The last three pillars of Islam are zakat, hajj and the fast of Ramadan. We explained Ramadan on day one of our prayer series so today we will examine zakat.
Zakat (almsgiving) is one of the five pillars of Islam and therefore required for all Muslims. Zakat is the systematic giving of 2.5% of one’s wealth each year to benefit the poor.
Zakat is based on the “wealth” of a Muslim, not income. For instance the Zakat calculator for the Zakat Foundation of America helps to calculate the amount a Muslim should give by requesting their cash on hand in bank accounts, money loaned to others, expected tax refunds, the value of gold, silver and other precious items, stocks, bonds, IRA’s, and business assets.
There is a minimum wealth threshold called nisab. Islamic Relief Worldwide states that today there are two measures of nisab either the price of gold (3 ounces) or silver (21 ounces). The nisab threshold varies depending on the current market value. This year the nisab is approximately $3,731 by using the gold measurement and $304 by using the silver measurement. There are arguments between Muslim scholars as to which measurement should be used.
Muslims believe that neglecting to give zakat can result in damnation, and is a sign of hypocrisy. Charity in Islam is different than in the western world. In Christianity charity means to give to someone in need.
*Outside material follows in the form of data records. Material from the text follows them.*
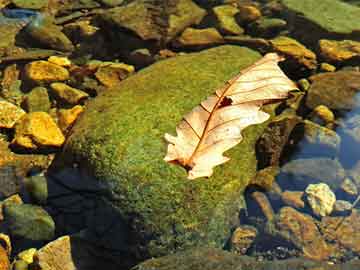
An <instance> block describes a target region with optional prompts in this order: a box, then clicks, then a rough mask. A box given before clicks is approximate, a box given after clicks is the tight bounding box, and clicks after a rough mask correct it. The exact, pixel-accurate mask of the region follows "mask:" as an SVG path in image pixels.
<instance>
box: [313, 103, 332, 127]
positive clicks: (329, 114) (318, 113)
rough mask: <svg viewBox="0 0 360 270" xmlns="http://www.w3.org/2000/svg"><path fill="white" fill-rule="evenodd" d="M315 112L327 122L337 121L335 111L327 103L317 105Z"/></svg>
mask: <svg viewBox="0 0 360 270" xmlns="http://www.w3.org/2000/svg"><path fill="white" fill-rule="evenodd" d="M313 114H314V115H315V116H318V117H319V118H320V119H321V120H323V121H324V122H325V123H332V122H334V121H335V115H334V113H333V112H332V111H331V110H330V109H329V108H328V107H326V106H325V105H319V106H316V107H315V109H314V110H313Z"/></svg>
In Islam, it can go to the poor, but it also can go to fund jihad.
The Qur’an, Sura 9:60, gives eight categories for the distribution of zakat. These categories include the poor, those short of money, zakat workers, those who hearts are to be reconciled, slaves purchasing their freedom, those in debt, those fighting for Allah and travelers needing money. Those fighting for Allah are to be given enough “to suffice them for the operation, even if affluent.” Islamic law scholars also indicate that zakat should also be given to support the families during the time the fighter is away.
The Islamic State announced they would collect zakat from areas they controlled. Financial Times relates an incident of zakat collection by ISIS:
Mansour, a 26-year-old grocery storekeeper in eastern Syria, stalled payment while he tried to cook his books.
A week later, four ISIS officials stormed into his shop, ordered him outside, and tallied the bill themselves — to his dismay they based their calculation on the retail price of his stock. There were no price tags on the tinned beef, so one tax collector rode around town on his motorbike comparing canned beef prices in other stores.
Five hours later, the audit was complete. The bill: 32,500 Syrian lira (about $108).
“They told me, ‘You liar … How will victory be achieved if you’re not paying zakat?’”
Intelligence sources say zakat is a part of the way the Islamic State keeps its economy going. Since zakat can be used for those fighting in jihad, the Islamic State uses it to fund the salaries of its jihadis and finance services such as street cleaning and bread subsidies. The Financial Times estimates ISIS collected over $20 million of zakat on grain and cotton.
Western nations do not realize that one-eighth of the contributions of zakat, according to the Qur’an, is to support the active cause of Islam and used to support jihad.
Ask God to expose to Muslims the fact that some of the funding they expect is going to help the poor is actually (according to their leaders) assisting to fund jihad.